What is new in PaddleOCR 3.5?

PaddleOCR 3.5 includes a browser inference SDK called PaddleOCR.js, one-click conversion of Word, Excel, and PPT documents into Markdown, a Transformers backend for access to 20 primary models via Hugging Face, and the ability to export parsing results in DOCX format.

What is PaddleOCR.js?

PaddleOCR.js is a browser inference SDK included in PaddleOCR 3.5, which enables direct execution of PP-OCRv5 in browsers with support for WebGPU and Wasm acceleration.

What does the one-click conversion feature do?

The one-click conversion feature simplifies the process of converting complex document formats like Word, Excel, and PPT into a more structured and machine-readable format (Markdown).

What is the Transformers backend in PaddleOCR 3.5?

The Transformers backend in PaddleOCR 3.5 allows access to 20 primary models via Hugging Face, providing developers with flexibility in choosing the inference engine that best fits their needs.

Baidu's PaddleOCR 3.5: New Features Bring OCR Tool Closer to Hugging Face Ecosystem

Q: What industries might benefit from PaddleOCR 3.5?

PaddleOCR 3.5 is particularly relevant for applications that require document parsing and analysis, such as RAG, Document AI, search, analytics, or agent applications.

PaddleOCR 3.5 introduces a browser inference SDK, one-click document conversion, Transformers backend, and DOCX export. This integration with Hugging Face enhances document parsing and analysis capabilities.

PaddleOCR 3.5 has been released by Baidu's PaddlePaddle open-source OCR tool, introducing four major new features that bring its capabilities closer to the Hugging Face ecosystem.

What Happened

The latest version of PaddleOCR includes a browser inference SDK called PaddleOCR.js, which enables direct execution of PP-OCRv5 in browsers with support for WebGPU and Wasm acceleration. This means that data never leaves the browser, ensuring better security and compliance.

Another significant feature is one-click conversion of Word, Excel, and PPT documents into Markdown. This simplifies the process of converting complex document formats into a more structured and machine-readable format.

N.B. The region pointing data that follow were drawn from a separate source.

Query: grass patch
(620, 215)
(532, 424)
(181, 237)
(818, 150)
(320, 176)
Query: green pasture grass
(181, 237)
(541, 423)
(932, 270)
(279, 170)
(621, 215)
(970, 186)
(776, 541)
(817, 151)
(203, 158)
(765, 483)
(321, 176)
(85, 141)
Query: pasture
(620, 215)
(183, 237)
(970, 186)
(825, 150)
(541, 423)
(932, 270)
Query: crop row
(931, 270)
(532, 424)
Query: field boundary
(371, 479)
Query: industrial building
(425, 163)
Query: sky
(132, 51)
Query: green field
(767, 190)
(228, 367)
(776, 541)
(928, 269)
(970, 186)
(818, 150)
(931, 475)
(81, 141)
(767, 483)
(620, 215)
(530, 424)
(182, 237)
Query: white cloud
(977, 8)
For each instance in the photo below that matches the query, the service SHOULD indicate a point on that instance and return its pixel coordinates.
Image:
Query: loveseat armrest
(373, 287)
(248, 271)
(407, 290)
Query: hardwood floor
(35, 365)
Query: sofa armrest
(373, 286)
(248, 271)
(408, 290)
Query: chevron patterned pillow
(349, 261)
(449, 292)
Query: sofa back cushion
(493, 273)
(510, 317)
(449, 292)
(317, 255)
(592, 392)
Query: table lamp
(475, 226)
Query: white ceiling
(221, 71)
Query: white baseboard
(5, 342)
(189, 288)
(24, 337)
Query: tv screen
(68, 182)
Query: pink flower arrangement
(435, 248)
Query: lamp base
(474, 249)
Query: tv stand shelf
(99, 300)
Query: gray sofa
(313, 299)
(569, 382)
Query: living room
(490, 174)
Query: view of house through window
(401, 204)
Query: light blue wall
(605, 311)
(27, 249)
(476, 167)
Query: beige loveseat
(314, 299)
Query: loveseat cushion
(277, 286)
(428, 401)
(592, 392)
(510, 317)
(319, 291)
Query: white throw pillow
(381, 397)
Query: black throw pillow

PaddleOCR 3.5 also introduces a Transformers backend, allowing access to 20 primary models via Hugging Face. This provides developers with flexibility in choosing the inference engine that best fits their needs. Additionally, parsing results from the PaddleOCR-VL series, PP-StructureV3, and PP-DocTranslation can now be exported in DOCX format.

Background and Context

PaddleOCR is a powerful, lightweight OCR toolkit that bridges the gap between images/PDFs and Large Language Models (LLMs). It supports over 100 languages and has gained significant traction in the industry, with top-tier projects like Dify, RAGFlow, and Cherry Studio relying on it.

The PaddlePaddle team has been actively contributing to the development of PaddleOCR, with a focus on improving its accuracy, efficiency, and flexibility. The latest release is a testament to their efforts in making PaddleOCR an even more robust and versatile tool for developers.

Why it Matters

The integration of PaddleOCR 3.5 with the Hugging Face ecosystem has significant implications for the industry. With this release, developers can now leverage PaddleOCR's OCR capabilities in conjunction with Transformers-based models, creating a more seamless and efficient workflow.

This is particularly relevant for applications that require document parsing and analysis, such as RAG, Document AI, search, analytics, or agent applications. By providing a more natural path from documents to downstream workflows, PaddleOCR 3.5 enables developers to build more sophisticated and accurate models.

What Comes Next

The release of PaddleOCR 3.5 marks an important milestone in the development of PaddlePaddle's OCR toolkit. As the industry continues to evolve, it will be interesting to see how PaddleOCR adapts to emerging trends and technologies.

With its focus on flexibility, efficiency, and accuracy, PaddleOCR is well-positioned to remain a leading player in the OCR market. As developers continue to explore new applications for PaddleOCR 3.5, it will be exciting to see the innovative solutions that emerge from this powerful tool.

Key Facts

PaddleOCR 3.5 introduces a browser inference SDK called PaddleOCR.js, enabling direct execution of PP-OCRv5 in browsers with support for WebGPU and Wasm acceleration.
The latest version includes one-click conversion of Word, Excel, and PPT documents into Markdown.
PaddleOCR 3.5 integrates a Transformers backend, allowing access to 20 primary models via Hugging Face.
Developers can now export parsing results from the PaddleOCR-VL series, PP-StructureV3, and PP-DocTranslation in DOCX format.
PaddleOCR supports over 100 languages and has gained significant traction in the industry, with top-tier projects like Dify, RAGFlow, and Cherry Studio relying on it.